The changes to taxable income include:

  • Limit the corporate net operating loss deduction to $100,000 annually for taxable years ending on or after December 31, 2021 and before December 31, 2024.
  • Require an additional adjustment for taxpayers who claim the 100% federal bonus depreciation deduction that was enacted as part of the 2017 tax reform act. This adjustment is effective for taxable years ending on or after December 31, 2021.
  • For taxable years ending on or after June 30, 2021, the bill decouples Illinois from the federal corporate deductions for global intangible low-taxed income (GILTI) related to certain foreign-sourced dividends.

The bill also rolls back earlier legislation intended to phase out the Illinois corporate franchise tax. The proposed law continues to exempt the first $1,000 of a taxpayer’s liability but removes the language to eliminate the tax.

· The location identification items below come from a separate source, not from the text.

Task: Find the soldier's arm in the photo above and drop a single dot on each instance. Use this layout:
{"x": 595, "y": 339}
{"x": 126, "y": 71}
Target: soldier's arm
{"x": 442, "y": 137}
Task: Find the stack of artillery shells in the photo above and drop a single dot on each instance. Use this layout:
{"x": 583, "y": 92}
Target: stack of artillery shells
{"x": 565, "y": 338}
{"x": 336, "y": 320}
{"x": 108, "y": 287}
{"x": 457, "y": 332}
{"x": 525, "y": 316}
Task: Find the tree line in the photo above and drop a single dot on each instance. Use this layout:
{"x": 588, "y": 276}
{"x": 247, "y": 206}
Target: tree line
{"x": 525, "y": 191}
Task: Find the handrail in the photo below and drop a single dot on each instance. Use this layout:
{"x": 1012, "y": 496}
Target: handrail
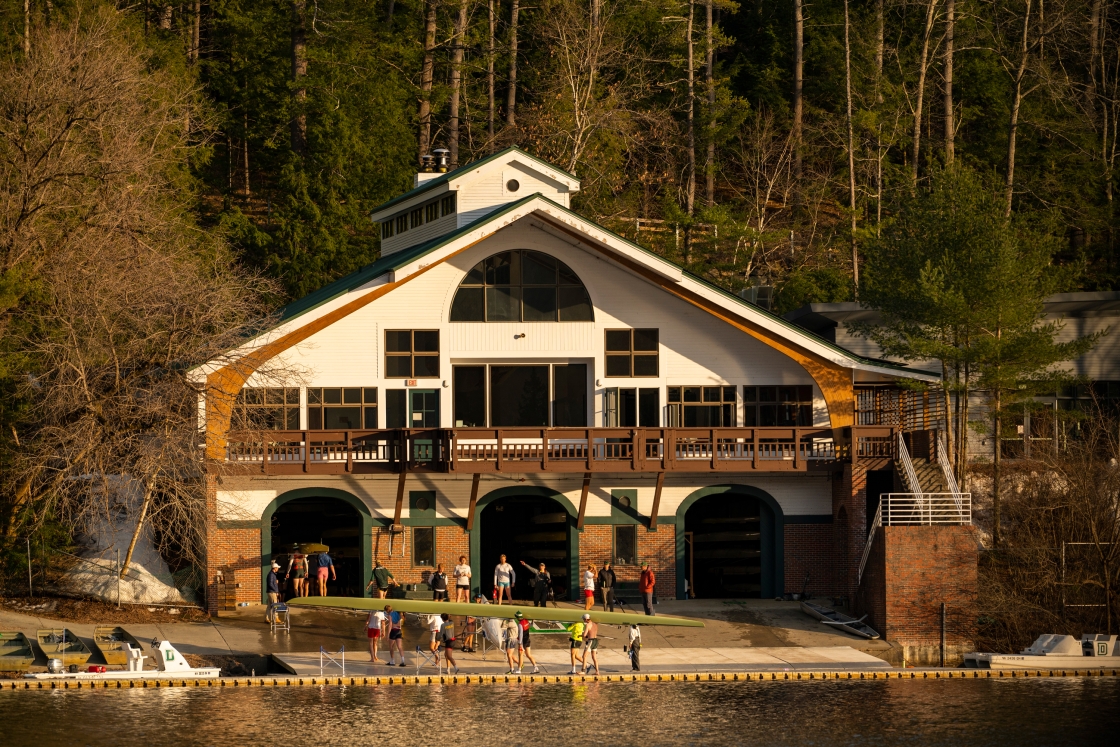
{"x": 950, "y": 477}
{"x": 876, "y": 523}
{"x": 908, "y": 474}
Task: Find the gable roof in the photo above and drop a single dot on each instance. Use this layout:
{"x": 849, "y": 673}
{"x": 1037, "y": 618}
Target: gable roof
{"x": 637, "y": 253}
{"x": 463, "y": 170}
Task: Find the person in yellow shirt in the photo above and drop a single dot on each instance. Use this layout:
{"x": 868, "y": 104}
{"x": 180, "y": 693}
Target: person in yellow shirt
{"x": 576, "y": 642}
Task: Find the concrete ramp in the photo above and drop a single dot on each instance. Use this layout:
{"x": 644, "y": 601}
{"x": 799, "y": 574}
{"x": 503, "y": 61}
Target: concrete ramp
{"x": 612, "y": 661}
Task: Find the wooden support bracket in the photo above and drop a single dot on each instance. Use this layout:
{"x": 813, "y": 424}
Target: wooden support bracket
{"x": 400, "y": 496}
{"x": 656, "y": 501}
{"x": 474, "y": 502}
{"x": 582, "y": 501}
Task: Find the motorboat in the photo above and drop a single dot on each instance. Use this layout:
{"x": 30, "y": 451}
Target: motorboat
{"x": 16, "y": 652}
{"x": 1055, "y": 652}
{"x": 839, "y": 621}
{"x": 170, "y": 664}
{"x": 62, "y": 644}
{"x": 113, "y": 643}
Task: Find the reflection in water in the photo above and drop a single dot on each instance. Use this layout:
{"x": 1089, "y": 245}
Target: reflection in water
{"x": 1076, "y": 711}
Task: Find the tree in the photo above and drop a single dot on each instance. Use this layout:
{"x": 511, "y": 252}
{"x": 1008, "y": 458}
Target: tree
{"x": 960, "y": 282}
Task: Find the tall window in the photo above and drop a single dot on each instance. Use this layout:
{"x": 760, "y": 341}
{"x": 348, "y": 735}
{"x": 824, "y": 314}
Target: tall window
{"x": 423, "y": 545}
{"x": 411, "y": 353}
{"x": 632, "y": 353}
{"x": 271, "y": 408}
{"x": 342, "y": 409}
{"x": 521, "y": 286}
{"x": 701, "y": 407}
{"x": 777, "y": 405}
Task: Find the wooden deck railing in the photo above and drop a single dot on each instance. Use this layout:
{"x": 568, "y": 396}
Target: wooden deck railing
{"x": 476, "y": 450}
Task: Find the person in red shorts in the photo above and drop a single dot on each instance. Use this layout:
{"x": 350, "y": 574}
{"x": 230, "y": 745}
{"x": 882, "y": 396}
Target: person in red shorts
{"x": 374, "y": 628}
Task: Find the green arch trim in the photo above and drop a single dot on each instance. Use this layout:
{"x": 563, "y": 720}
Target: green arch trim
{"x": 365, "y": 544}
{"x": 529, "y": 489}
{"x": 772, "y": 530}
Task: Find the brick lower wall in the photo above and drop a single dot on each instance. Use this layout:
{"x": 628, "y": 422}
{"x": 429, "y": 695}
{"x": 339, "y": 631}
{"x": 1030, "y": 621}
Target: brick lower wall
{"x": 809, "y": 550}
{"x": 912, "y": 571}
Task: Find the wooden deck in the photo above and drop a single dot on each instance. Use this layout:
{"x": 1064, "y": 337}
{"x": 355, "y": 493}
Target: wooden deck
{"x": 586, "y": 450}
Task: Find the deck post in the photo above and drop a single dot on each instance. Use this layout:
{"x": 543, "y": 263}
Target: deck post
{"x": 582, "y": 501}
{"x": 474, "y": 502}
{"x": 656, "y": 501}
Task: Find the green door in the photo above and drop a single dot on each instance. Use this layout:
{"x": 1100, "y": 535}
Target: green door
{"x": 423, "y": 412}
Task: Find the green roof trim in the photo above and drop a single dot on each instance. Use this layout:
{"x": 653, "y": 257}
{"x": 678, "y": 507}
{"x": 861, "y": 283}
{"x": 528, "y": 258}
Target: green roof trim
{"x": 444, "y": 178}
{"x": 394, "y": 261}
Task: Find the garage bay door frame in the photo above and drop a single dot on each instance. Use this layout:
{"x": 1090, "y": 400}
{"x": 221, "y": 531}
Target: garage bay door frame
{"x": 365, "y": 559}
{"x": 773, "y": 535}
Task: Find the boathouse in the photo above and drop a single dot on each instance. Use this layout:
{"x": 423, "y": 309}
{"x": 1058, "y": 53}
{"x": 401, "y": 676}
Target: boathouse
{"x": 512, "y": 377}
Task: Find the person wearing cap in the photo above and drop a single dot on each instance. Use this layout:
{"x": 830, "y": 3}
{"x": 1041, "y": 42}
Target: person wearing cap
{"x": 645, "y": 587}
{"x": 273, "y": 587}
{"x": 590, "y": 644}
{"x": 576, "y": 642}
{"x": 524, "y": 644}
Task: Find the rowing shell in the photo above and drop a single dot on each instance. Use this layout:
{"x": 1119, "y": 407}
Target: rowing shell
{"x": 460, "y": 609}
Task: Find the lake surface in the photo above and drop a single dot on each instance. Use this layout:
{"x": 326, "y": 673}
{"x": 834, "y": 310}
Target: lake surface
{"x": 1067, "y": 711}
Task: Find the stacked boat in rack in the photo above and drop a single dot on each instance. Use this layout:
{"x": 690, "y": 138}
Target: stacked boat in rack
{"x": 1055, "y": 652}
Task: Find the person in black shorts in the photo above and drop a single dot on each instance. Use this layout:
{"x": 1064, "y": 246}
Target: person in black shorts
{"x": 524, "y": 645}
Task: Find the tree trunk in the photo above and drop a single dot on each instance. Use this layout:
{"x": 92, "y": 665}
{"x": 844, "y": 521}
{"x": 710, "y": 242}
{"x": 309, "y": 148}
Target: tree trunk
{"x": 799, "y": 67}
{"x": 244, "y": 150}
{"x": 1013, "y": 130}
{"x": 460, "y": 30}
{"x": 136, "y": 533}
{"x": 298, "y": 75}
{"x": 510, "y": 108}
{"x": 996, "y": 458}
{"x": 426, "y": 78}
{"x": 691, "y": 194}
{"x": 490, "y": 76}
{"x": 709, "y": 166}
{"x": 950, "y": 124}
{"x": 920, "y": 100}
{"x": 851, "y": 148}
{"x": 27, "y": 28}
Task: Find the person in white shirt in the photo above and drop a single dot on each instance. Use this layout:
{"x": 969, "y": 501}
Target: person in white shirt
{"x": 374, "y": 628}
{"x": 504, "y": 578}
{"x": 462, "y": 575}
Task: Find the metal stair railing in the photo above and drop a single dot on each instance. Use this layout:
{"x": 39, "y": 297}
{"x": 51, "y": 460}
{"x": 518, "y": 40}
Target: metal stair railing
{"x": 948, "y": 470}
{"x": 867, "y": 547}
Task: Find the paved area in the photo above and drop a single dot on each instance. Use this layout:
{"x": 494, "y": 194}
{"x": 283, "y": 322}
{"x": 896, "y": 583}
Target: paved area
{"x": 750, "y": 625}
{"x": 612, "y": 661}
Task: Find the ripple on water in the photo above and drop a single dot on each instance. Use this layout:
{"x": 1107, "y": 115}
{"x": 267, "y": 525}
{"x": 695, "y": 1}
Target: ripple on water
{"x": 1075, "y": 711}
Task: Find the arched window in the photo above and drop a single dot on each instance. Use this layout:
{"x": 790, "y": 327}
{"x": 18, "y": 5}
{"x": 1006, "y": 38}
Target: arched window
{"x": 521, "y": 286}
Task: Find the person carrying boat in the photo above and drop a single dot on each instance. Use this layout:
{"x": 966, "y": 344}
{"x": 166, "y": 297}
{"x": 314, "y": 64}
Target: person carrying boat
{"x": 590, "y": 645}
{"x": 634, "y": 646}
{"x": 542, "y": 581}
{"x": 524, "y": 644}
{"x": 504, "y": 578}
{"x": 576, "y": 643}
{"x": 382, "y": 578}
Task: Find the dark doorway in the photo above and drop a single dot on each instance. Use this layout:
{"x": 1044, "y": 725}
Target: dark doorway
{"x": 529, "y": 528}
{"x": 327, "y": 521}
{"x": 731, "y": 547}
{"x": 879, "y": 482}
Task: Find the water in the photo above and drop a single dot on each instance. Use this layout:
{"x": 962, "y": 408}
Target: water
{"x": 1067, "y": 711}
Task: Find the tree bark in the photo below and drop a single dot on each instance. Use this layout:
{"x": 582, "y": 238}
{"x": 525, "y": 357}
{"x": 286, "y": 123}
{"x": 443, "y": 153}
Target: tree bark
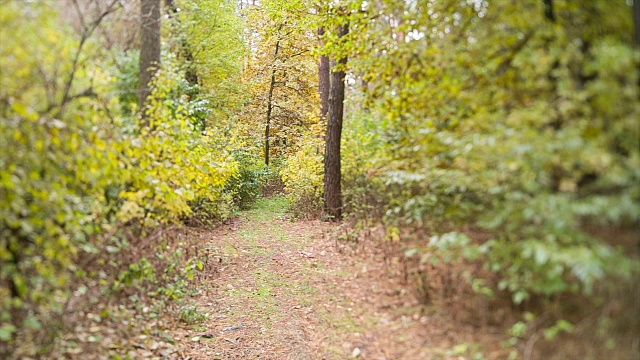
{"x": 149, "y": 47}
{"x": 549, "y": 13}
{"x": 272, "y": 85}
{"x": 324, "y": 79}
{"x": 332, "y": 175}
{"x": 636, "y": 20}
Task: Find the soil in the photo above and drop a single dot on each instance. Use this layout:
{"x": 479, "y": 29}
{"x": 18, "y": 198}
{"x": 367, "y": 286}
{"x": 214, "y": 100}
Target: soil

Illinois Assembly Approves SALT Cap Workaround for Partnerships and S Corporations

The Illinois General Assembly unanimously passed S.B. 2531, allowing a workaround to the federal $10,000 cap on state and local tax deductions. Governor J.B. Pritzker is also expected to sign this bill into law.

For taxable years ending on or after December 31, 2021 and beginning prior to January 1, 2026, partnerships and S corporations can elect to pay an entity-level income tax at the 4.95% rate and then partners and shareholders would claim a credit on their tax return. The entity-level tax is not subject to the SALT cap. 

This entity-level tax is subject to estimated tax requirements unlike the replacement tax and pass-through withholding.  The election could provide a significant federal tax benefit to partners and S corporation shareholders, however, it needs to be carefully considered based on your particular tax situation.